Gincy despises her brother Tommy for being a drunken,
unmotivated “dirtbag.” Danielle loves and to some extent idolizes her older brother, David, a successful doctor. Clare’s brothers, James and Philip, have little if anything to do with her, though she wishes they were close. How might the brother-sister relationship have influenced each character’s chosen lifestyle or romantic decisions?
Gincy dutifully loves her father, though until certain
events in this story, she hasn’t truly appreciated his capacity for caring. Clare respects her father though he only values her through the achievements of her fiancé. Danielle genuinely loves her father, and he adores her as his “little girl.” How might the father-daughter relationship have influenced each character’s chosen lifestyle or romantic decisions?
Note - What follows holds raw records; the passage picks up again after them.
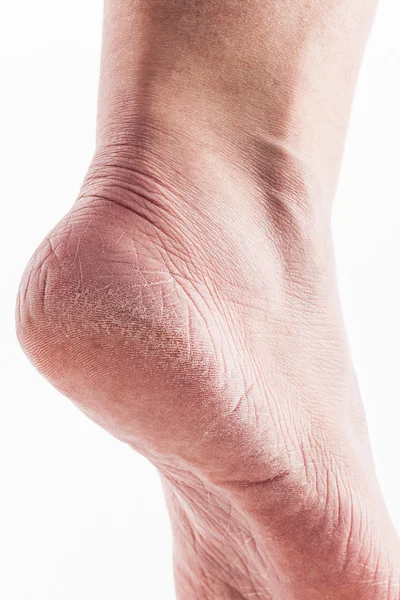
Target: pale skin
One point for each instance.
(188, 301)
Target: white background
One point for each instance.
(82, 516)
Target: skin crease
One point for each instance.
(188, 301)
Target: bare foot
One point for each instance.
(188, 301)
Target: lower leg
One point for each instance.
(188, 302)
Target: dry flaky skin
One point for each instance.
(188, 304)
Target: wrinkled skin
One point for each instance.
(188, 302)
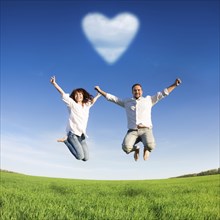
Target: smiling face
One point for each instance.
(137, 91)
(78, 97)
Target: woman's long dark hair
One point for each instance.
(86, 96)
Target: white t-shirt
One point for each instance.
(78, 116)
(138, 110)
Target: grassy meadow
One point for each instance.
(27, 197)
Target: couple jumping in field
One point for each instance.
(138, 111)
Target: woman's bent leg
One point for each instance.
(73, 142)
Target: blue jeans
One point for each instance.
(77, 146)
(133, 136)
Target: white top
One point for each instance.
(138, 110)
(78, 115)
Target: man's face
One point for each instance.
(137, 92)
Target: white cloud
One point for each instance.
(110, 37)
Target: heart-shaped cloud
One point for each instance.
(110, 37)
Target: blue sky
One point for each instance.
(174, 39)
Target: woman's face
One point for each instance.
(137, 92)
(79, 97)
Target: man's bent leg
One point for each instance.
(148, 141)
(129, 141)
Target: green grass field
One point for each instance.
(26, 197)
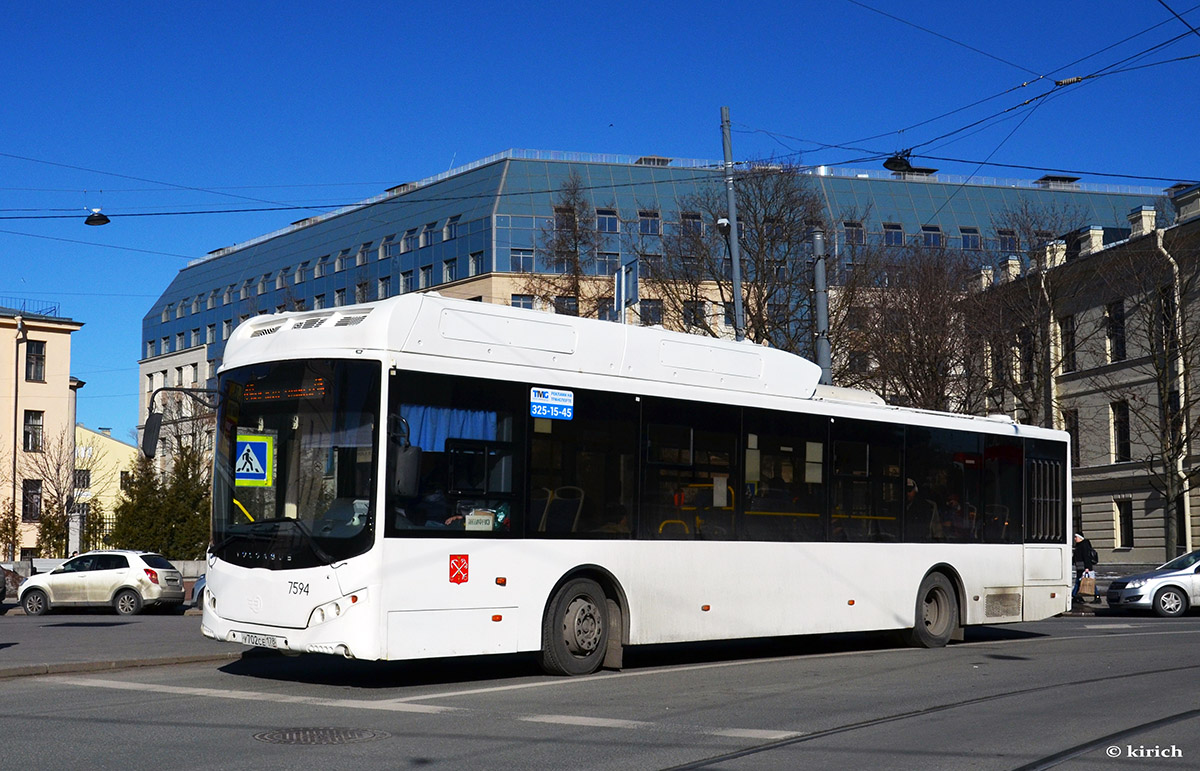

Gincy has little love and no respect for her mother. Clare loves her mother, in spite of the fact that Mrs. Wellman’s dashed hopes for independence might have negatively influenced Clare’s ability to achieve the same. Danielle loves her mother but is wary of being smothered by her concern. How might the mother-daughter relationship have influenced each character’s chosen lifestyle or romantic decisions?
Talk about the notion of parental pressure and how each character to some extent misinterprets her parents’ expectations of her. For example, Gincy feels that her parents have no expectations for her and don’t even want her in their house. Clare assumes that her parents expect her to fail. Danielle thinks that her parents are eagerly awaiting her move back home. How might each character be right or wrong?
All three of the young women claim to have trouble forming friendships. Gincy has an unhealthy “mascot” sort of relationship with Sally, her office mate. Clare longs for the easy intimacy of childhood friendships. Danielle feels alienated from the girls with whom she grew up. Gincy, Clare, and Danielle’s coming together is partly a matter of timing; each character is ready, whether she knows it or not, to reach out to another person. What other factors might have contributed to the formation of this seemingly unlikely bond?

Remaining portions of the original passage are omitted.